ゴールデンウィークに入り全国各地からボランティアが南相馬市に集い始めていた或る日、私は午前中に2つの撮影を済ませ、昼食と一服のコーヒーを頂きに南相馬市原町駅近くの珈琲屋さんに立ち寄った。入ってすぐ、カウンターに独り座る男性が目に飛び込んできた。私はシュールな雰囲気に息をのみ、声をかけるのを躊躇ってテーブル席に腰を下ろした。

その男性がおかわりをマスターに頼む声が聞こえた。見ればお湯割りを呑んでいるようだ。大荷物を背負ってゴソゴソしていた私は独り酒の恰好の標的だったのだろう、早速その男性が
「ボランティアさん?」
と声をかけてくださった。
「いえ、東京から来た写真家です」
そう答え、続けて私のプロジェクトを説明し、お話を伺った。お名前は川田雅信さん、60歳。聞けば、川田さんは日本各地の原発の労働に30年以上も従事していたと言う。原町で原発労働者にお会いできるとは思っていなかった私は小躍りしたが、このまま話を続けるには困ったことがあった。まだ昼過ぎだというのに川田さんはすでに酔っておられたのだ。私が話の真偽を訝っていると、こちらの空気を察した川田さんは原発手帳を見せてくれた。事実を確認した私は、そのまま話を続けてもらった。
原町は奥さんの故郷であり生活の拠点としていたこと、その奥さんを3年前に亡くしたこと、もう今は原発労働に従事していないこと、長年の原発労働で慢性的な倦怠感に悩み薬を毎日服用していること。
今は市役所で、震災後に欠配となっている各社の新聞を毎朝配るボランティア活動をしていると言う。なんでも、市役所前には被災状況や原発の状況に憂慮している大勢の市民が朝の3時前から並び混乱するので、列の整理と、ゴミ拾いをしているのだそうだ。理由は「他に出来る人がいない」ので。
そして川田さんの「誇り」をお尋ねすると、今やっているボランティア活動だという。
私は少し不審に思った。ついこの間始めたボランティアが誇りなのか、と。私は繰り返し尋ねたが、答えは同様だった。
堂々巡りになっていったので、翌朝市役所前でお会いすることを約束して私は珈琲屋を出た。

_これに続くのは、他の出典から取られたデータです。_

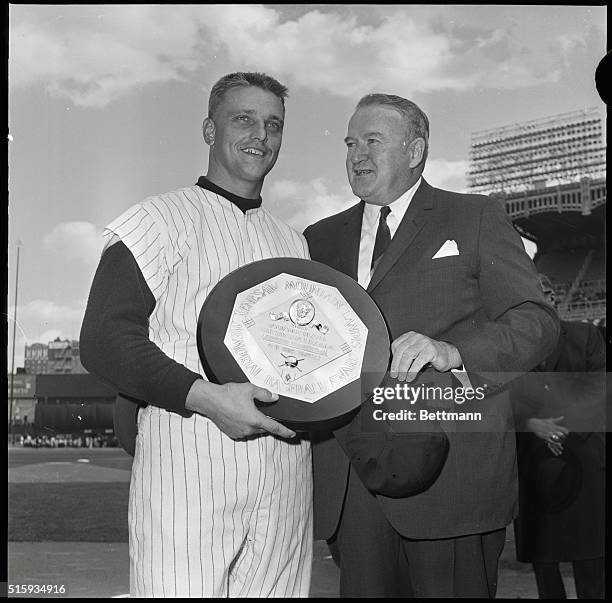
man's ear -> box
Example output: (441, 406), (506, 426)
(408, 137), (426, 168)
(203, 117), (215, 146)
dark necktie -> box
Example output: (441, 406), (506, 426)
(370, 205), (392, 270)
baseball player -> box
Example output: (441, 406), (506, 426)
(80, 72), (312, 597)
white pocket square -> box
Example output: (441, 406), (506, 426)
(432, 239), (459, 259)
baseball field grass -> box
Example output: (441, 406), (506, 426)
(8, 447), (132, 543)
(9, 482), (129, 542)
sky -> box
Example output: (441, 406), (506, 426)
(7, 4), (607, 368)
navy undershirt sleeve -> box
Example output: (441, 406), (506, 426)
(80, 241), (201, 417)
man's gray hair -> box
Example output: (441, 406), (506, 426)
(208, 72), (288, 118)
(356, 94), (429, 165)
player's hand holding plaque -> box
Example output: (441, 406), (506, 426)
(198, 258), (390, 430)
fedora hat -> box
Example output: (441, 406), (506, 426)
(343, 394), (449, 498)
(531, 436), (582, 514)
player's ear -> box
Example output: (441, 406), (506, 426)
(203, 117), (216, 146)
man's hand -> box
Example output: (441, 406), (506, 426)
(185, 379), (295, 440)
(390, 331), (462, 382)
(546, 440), (564, 457)
(525, 416), (569, 456)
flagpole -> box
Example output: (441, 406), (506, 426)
(9, 242), (21, 445)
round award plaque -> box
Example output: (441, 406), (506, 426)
(197, 257), (390, 430)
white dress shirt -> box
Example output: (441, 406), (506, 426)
(357, 177), (422, 289)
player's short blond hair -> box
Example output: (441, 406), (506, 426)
(208, 72), (288, 119)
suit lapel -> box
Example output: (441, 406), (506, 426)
(367, 180), (434, 293)
(336, 201), (364, 280)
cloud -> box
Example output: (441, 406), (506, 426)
(266, 178), (355, 232)
(10, 299), (86, 337)
(10, 5), (570, 108)
(8, 299), (88, 368)
(204, 6), (458, 97)
(423, 159), (469, 193)
(10, 5), (207, 108)
(555, 32), (589, 69)
(42, 221), (103, 264)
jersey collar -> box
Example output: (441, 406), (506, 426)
(196, 176), (262, 213)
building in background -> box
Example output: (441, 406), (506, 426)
(24, 337), (87, 375)
(47, 338), (86, 374)
(11, 339), (111, 444)
(34, 373), (116, 436)
(24, 342), (48, 374)
(8, 372), (119, 445)
(468, 109), (606, 326)
(7, 373), (37, 425)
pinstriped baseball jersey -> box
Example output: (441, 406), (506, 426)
(105, 184), (313, 597)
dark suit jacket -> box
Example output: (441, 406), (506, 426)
(512, 321), (605, 561)
(304, 179), (559, 540)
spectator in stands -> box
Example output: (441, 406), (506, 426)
(511, 274), (605, 599)
(576, 289), (588, 303)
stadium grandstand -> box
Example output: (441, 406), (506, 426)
(468, 108), (606, 329)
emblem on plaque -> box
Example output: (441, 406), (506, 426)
(269, 299), (329, 334)
(289, 299), (315, 326)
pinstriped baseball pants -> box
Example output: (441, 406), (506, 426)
(128, 406), (313, 597)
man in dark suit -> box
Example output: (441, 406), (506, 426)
(303, 94), (559, 598)
(512, 276), (605, 599)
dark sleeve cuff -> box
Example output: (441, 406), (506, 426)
(146, 365), (201, 417)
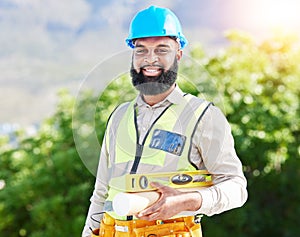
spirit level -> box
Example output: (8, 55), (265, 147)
(123, 170), (213, 192)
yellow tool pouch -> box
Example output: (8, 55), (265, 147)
(133, 221), (190, 237)
(91, 213), (202, 237)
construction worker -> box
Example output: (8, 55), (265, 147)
(82, 5), (248, 237)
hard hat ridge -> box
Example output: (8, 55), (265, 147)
(126, 5), (188, 49)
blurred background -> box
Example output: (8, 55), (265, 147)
(1, 0), (300, 128)
(0, 0), (299, 236)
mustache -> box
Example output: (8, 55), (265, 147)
(140, 64), (164, 70)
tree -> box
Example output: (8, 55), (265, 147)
(189, 31), (300, 237)
(0, 90), (95, 236)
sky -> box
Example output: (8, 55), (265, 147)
(0, 0), (299, 127)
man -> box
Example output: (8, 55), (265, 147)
(82, 5), (247, 237)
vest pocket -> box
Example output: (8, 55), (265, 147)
(174, 232), (191, 237)
(189, 223), (202, 237)
(133, 222), (187, 237)
(114, 231), (131, 237)
(99, 219), (115, 237)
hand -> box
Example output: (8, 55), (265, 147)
(137, 182), (202, 221)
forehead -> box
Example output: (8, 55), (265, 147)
(134, 36), (178, 48)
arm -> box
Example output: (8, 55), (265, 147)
(195, 105), (248, 216)
(82, 133), (110, 237)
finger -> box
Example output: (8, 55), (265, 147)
(146, 212), (161, 221)
(138, 203), (161, 217)
(150, 182), (170, 192)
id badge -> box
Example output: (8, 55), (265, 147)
(149, 129), (186, 156)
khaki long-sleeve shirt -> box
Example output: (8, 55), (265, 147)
(82, 86), (248, 237)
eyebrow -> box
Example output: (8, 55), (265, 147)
(134, 43), (171, 48)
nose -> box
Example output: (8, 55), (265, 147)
(144, 50), (158, 64)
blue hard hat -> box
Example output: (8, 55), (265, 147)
(126, 5), (188, 49)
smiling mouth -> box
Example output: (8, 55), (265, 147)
(142, 67), (162, 77)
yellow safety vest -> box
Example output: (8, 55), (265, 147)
(104, 94), (212, 219)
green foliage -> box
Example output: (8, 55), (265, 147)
(195, 31), (300, 237)
(0, 90), (94, 236)
(0, 31), (299, 236)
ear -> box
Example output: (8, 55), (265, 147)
(176, 50), (183, 61)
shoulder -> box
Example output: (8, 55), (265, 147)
(107, 102), (131, 125)
(184, 93), (207, 104)
(112, 102), (131, 115)
(184, 93), (214, 114)
(203, 104), (227, 120)
(181, 93), (229, 127)
(199, 103), (232, 132)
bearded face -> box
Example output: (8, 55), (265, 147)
(130, 57), (178, 95)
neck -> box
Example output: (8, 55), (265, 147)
(142, 84), (175, 106)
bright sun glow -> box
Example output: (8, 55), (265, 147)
(260, 0), (300, 29)
(236, 0), (300, 34)
(260, 0), (300, 31)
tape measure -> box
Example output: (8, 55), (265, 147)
(124, 170), (213, 192)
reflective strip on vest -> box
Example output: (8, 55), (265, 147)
(104, 94), (212, 219)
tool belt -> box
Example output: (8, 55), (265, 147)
(91, 213), (202, 237)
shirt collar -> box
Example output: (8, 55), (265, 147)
(135, 85), (185, 108)
(165, 85), (185, 105)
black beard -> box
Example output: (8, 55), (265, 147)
(130, 58), (178, 95)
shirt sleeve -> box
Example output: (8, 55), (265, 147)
(193, 105), (248, 216)
(82, 132), (110, 237)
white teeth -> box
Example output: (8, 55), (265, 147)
(145, 69), (158, 72)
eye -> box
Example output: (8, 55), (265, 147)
(134, 48), (148, 55)
(155, 48), (169, 55)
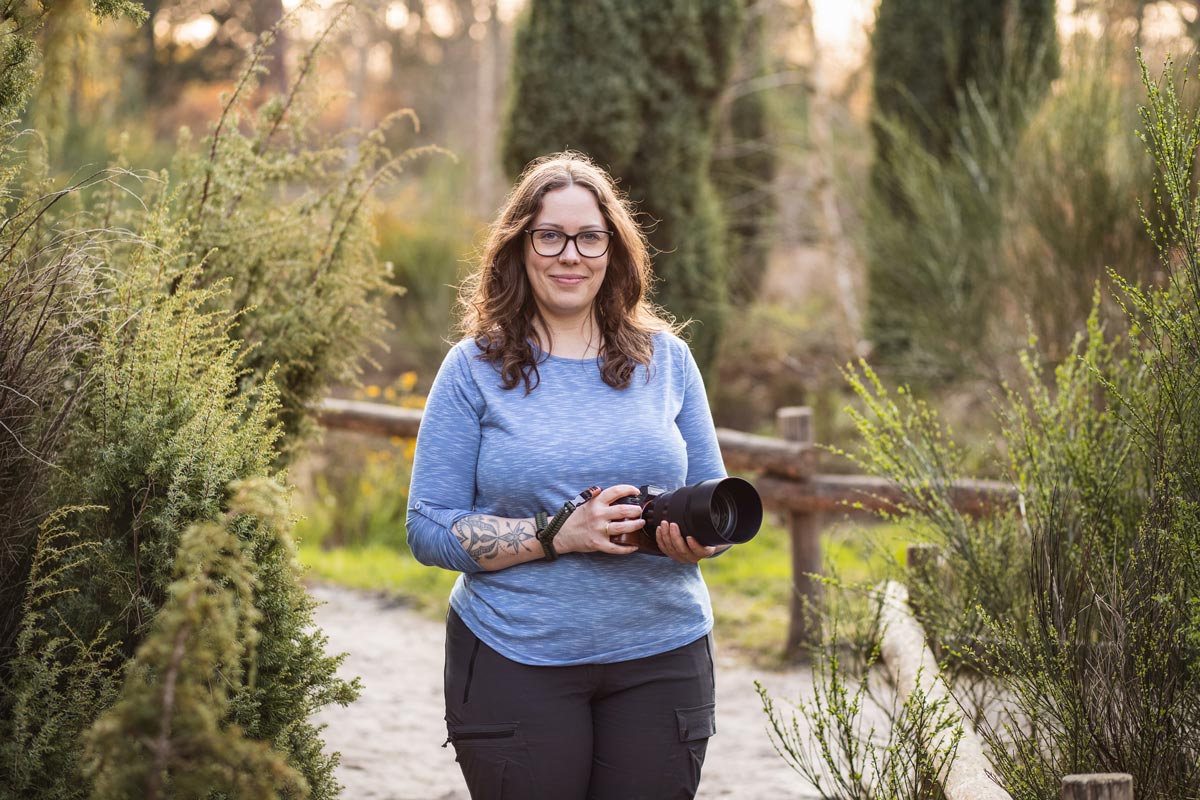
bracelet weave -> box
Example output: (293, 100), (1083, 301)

果たして翌朝6時前に市役所に行くと、そこには川田さんが誇らしげに活動している姿があった。前日にお会いした際の酔っている姿からは打って変わって、テキパキと動き、「ありがとう」と声をかけられると笑顔で応えていた。
この姿を見て私は思った。原発での仕事とは異なり、人と触れ合い、人から「ありがとう」言われるのが川田さんは嬉しいのではないか、と。奥さんを亡くした今、この「場所」こそ彼が寂しさを紛らわすことができ、胸を張って働ける場所なのではないか、と。私の言葉に、川田さんは直截には返事をしない。ただ、「そうかもね」とポツリと答えるだけだった。

南相馬市の屋内退避指示が解除されたのを受け、市役所 前の各社の新聞配りは予定ではもう終わっているはずだ。彼がまた、彼の「場所」に辿り着けることを、切に願う。